Controlling which fields get indexed

By default, Tripal indexes the name, uniquename and all foreign keys (ie: organism_id > organism, type_id > cvterm, dbxref_id > dbxref) for all node types where the machine name is prefixed by "chado_". When indexing the foreign keys it attempts to make a readable representation using a combination of name, genus/species/common_name, accession/db.name. These fields were choosen because they are most likely to be used and meaningful for all Tripal sites without being too large or complicated to index efficiently. However, we recognize that this won't suit everyone needs since all Tripal sites are meant to be different, so we exposed a number of ways to customize what parts of your chado database get indexed. The only restriction (and one enfornced by Drupal) is that you must be able to associate the chado content to a node.

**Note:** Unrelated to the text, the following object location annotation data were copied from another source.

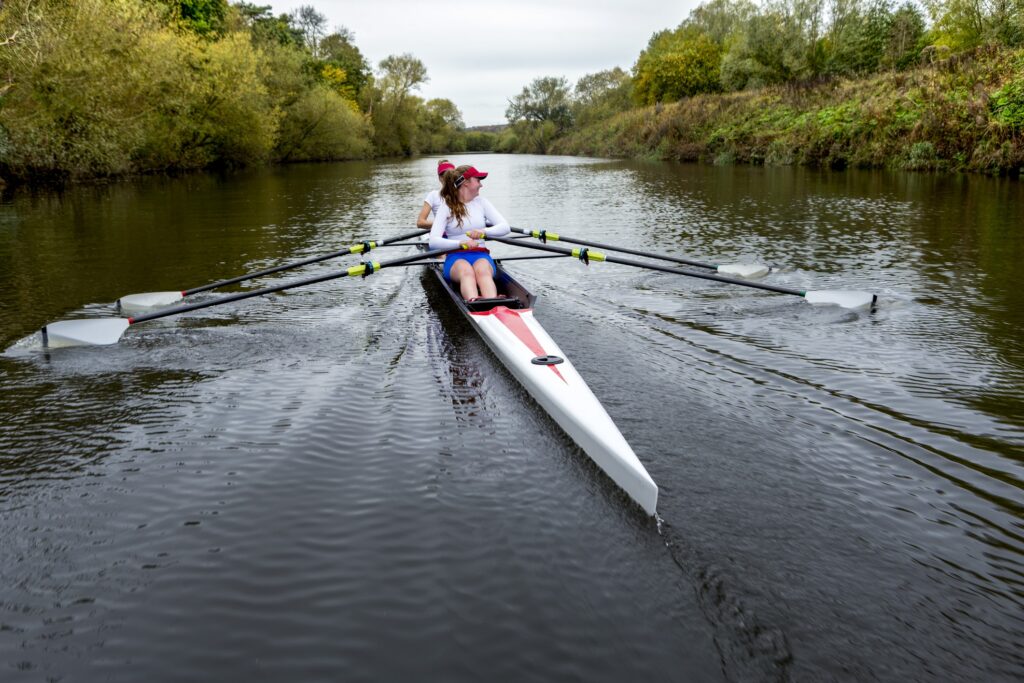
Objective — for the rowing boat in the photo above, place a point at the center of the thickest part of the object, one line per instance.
(508, 327)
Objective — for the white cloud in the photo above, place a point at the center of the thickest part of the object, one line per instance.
(479, 54)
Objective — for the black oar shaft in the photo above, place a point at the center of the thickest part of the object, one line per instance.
(651, 266)
(354, 270)
(544, 235)
(354, 249)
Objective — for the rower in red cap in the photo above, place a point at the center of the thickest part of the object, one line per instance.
(462, 219)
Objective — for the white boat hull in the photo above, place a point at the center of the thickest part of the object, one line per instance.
(526, 349)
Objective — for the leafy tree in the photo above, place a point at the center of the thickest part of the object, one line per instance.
(338, 49)
(721, 19)
(312, 26)
(966, 24)
(601, 95)
(441, 126)
(266, 28)
(393, 108)
(546, 99)
(204, 16)
(676, 65)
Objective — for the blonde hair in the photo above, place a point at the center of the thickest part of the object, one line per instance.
(450, 193)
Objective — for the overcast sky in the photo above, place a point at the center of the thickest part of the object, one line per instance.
(480, 54)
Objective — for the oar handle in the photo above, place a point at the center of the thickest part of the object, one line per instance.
(361, 269)
(354, 249)
(651, 266)
(545, 235)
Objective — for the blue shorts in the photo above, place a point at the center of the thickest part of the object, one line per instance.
(471, 256)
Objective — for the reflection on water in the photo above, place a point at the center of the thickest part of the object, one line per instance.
(340, 478)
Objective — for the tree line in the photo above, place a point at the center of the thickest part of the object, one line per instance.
(798, 56)
(102, 87)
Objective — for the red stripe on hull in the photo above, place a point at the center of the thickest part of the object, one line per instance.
(511, 319)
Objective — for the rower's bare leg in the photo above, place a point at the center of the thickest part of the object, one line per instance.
(463, 273)
(485, 279)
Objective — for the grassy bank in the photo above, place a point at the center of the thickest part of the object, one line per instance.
(964, 113)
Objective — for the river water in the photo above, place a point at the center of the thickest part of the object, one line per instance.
(341, 482)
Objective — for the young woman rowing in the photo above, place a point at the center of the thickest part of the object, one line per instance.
(433, 198)
(462, 219)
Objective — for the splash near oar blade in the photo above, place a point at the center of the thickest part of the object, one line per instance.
(134, 303)
(748, 270)
(843, 298)
(91, 332)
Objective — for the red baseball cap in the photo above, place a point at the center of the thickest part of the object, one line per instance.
(471, 172)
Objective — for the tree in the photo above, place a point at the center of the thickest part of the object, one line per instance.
(312, 26)
(399, 75)
(676, 65)
(721, 19)
(338, 49)
(265, 28)
(965, 24)
(390, 101)
(601, 95)
(546, 99)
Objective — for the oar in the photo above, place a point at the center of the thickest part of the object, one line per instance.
(844, 298)
(750, 270)
(148, 300)
(100, 331)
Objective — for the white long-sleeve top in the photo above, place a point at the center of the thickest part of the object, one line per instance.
(479, 212)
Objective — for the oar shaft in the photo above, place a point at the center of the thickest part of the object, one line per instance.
(544, 235)
(354, 249)
(651, 266)
(354, 270)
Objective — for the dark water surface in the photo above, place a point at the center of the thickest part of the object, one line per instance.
(340, 482)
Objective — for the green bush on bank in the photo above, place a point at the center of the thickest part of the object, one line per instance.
(92, 88)
(963, 114)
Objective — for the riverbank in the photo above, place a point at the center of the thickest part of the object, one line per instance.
(964, 113)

Option #1: Remove fields from index or change their relevance in search results.

To remove fields from your search index or change their relevance/rating in the search results, simply configure the search index fields. This can be done by going to Configure > Search API in the administrative toolbar and clicking on the arrow beside the edit button for the "Default node index". This opens up a drop-down from which you should select "Fields".

This opens up a long listing of all the fields available to be indexed. Simply deselect and fields you would like to remove and click "Save settings". You can also change the "Boost" value where a higher value means any nodes with keywords from this field should be higher up in the result listing than those from fields with a lower boost value.

 

Option #2: Add fields to the index that are not already available.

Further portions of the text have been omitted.